Jack ne put que soupirer. Elle avait encore raison. Comme toujours. Et semblait tout aussi inquiète que lui de la tournure trop sérieuse que prenaient les événements. C'est pourquoi il décida de ne rien ajouter.
Moins de dix minutes plus tard, au milieu d'une tension palpable, Hammond déboula dans la pièce, à la fois furieux et abasourdi.
« Colonel, pouvez-vous m'expliquer ? Que faites-vous au milieu du mess à une heure pareille ? »
Jack jeta un coup d'œil à ses coéquipiers : entre Teal'c, imperturbable, qui attendait patiemment la suite, Daniel qui comptait les toiles d'araignée au plafond et Carter qui perdait peu à peu contenance, il ne sut trop quoi rétorquer.

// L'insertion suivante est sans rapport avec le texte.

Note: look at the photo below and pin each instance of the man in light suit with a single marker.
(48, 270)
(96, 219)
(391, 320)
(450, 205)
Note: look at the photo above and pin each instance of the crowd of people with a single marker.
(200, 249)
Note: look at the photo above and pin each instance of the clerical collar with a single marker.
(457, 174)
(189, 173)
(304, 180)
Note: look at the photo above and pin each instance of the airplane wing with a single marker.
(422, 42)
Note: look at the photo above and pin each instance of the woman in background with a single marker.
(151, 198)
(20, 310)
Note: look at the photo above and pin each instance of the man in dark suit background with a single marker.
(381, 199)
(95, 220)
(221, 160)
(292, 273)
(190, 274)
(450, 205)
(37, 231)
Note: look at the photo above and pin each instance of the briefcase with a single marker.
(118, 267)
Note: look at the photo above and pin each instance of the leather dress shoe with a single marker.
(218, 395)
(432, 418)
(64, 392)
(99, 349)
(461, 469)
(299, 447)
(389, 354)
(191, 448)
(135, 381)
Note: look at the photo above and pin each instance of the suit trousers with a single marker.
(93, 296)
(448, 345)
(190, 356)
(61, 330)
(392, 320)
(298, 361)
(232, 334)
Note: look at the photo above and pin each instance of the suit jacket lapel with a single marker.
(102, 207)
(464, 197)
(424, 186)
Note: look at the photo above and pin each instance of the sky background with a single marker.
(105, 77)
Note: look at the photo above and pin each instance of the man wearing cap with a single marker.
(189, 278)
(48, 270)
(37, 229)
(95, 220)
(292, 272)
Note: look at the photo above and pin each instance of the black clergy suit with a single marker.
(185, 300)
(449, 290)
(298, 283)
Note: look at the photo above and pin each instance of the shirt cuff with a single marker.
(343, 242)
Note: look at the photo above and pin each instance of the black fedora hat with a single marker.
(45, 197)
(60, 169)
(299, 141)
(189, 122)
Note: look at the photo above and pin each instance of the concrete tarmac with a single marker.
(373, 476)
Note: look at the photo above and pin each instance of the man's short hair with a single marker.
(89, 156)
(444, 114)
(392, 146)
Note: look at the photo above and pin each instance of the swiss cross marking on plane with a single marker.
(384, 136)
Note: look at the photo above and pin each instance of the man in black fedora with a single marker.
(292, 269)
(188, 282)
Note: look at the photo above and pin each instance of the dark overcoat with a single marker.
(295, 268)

« Colonel ! Répondez, je vous prie ! »
« Nous avions... faim. » hésita-t-il un instant. « Oui, c'est ça : nous avions faim. Mon général. »
Sam ferma les yeux, sachant que la situation était désormais plus compliquée que jamais.
« Quoi ? C'est pas vrai ? » l'interrogea innocemment Jack.
« Capitaine Carter, qu'avez-vous à ajouter ? »
« Mon général, nous sommes fautifs » avoua Sam, ignorant les éclairs qu'elle sentait dans le regard de son supérieur. « J'ai lancé un défi idiot au colonel O'Neill, et je lui ai signifié qu'il se déroulerait ici cette nuit. »
« Quelle idée vous est passée par la tête, capitaine ? » s'échauffa le général Hammond. « Vous croyez user des locaux à votre aise, qui plus est en faisant fi du règlement de cet endroit ? »
« Je suis désolée, mon général. C'était une erreur. »
Sam était pâle comme la mort. Jack vola à son secours, sentant qu'elle perdait pied devant ce manquement au règlement qui constituait pour elle, si consciencieuse et si respectueuse de son devoir, une faute grave pouvant peut-être mettre en péril sa place au SGC. Ou pire. La confiance totale que lui portait Hammond.
« Mon général, Carter n'est pas responsable. » Il négligea le sursaut de dignité de son second. « J'ai cautionné sa proposition sans même la dissuader, et j'estime donc que je suis le seul à blâmer ici. »
« Bien. Allez tous vous faire examiner à l'infirmerie puis regagnez immédiatement vos quartiers. Je vous attends tous les quatre demain à 7h30 dans mon bureau. » Il tourna vivement les talons et quitta la salle en trombe.
Regardant brièvement sa montre, O'Neill murmura :
« A tout à l'heure, Georges ! », sachant que la tempête n'avait peut-être pas encore atteint son paroxysme.
Il fut par conséquent surpris de trouver un Hammond adouci et presque amusé lorsque SG-1 franchit la porte de son bureau quelques heures plus tard. Le général les sermonna d'abord, avant de les interroger sur la nature saugrenue de ce "défi".
« Monter une mayonnaise le plus rapidement possible, monsieur. » annonça hardiment Jack. « Et j'ai gagné. »
Hammond ouvrit de grands yeux et ne put réprimer un sourire devant la puérilité désarmante de sa meilleure équipe. Qui plus est, l'équipe entre les mains de laquelle résidait régulièrement la survie de la Terre.
« Mais qu'est-ce qui vous a pris, Jack, de relever pareil challenge ? »
« Si vous n'êtes pas prêt à tout donner, mon général, c'est que vous n'en voulez pas assez. »
Il se redressa fièrement lorsqu'il vit le sourire éclatant et reconnaissant que tentait de cacher son second. Il avait gagné. Bel et bien gagné. Sur tous les plans.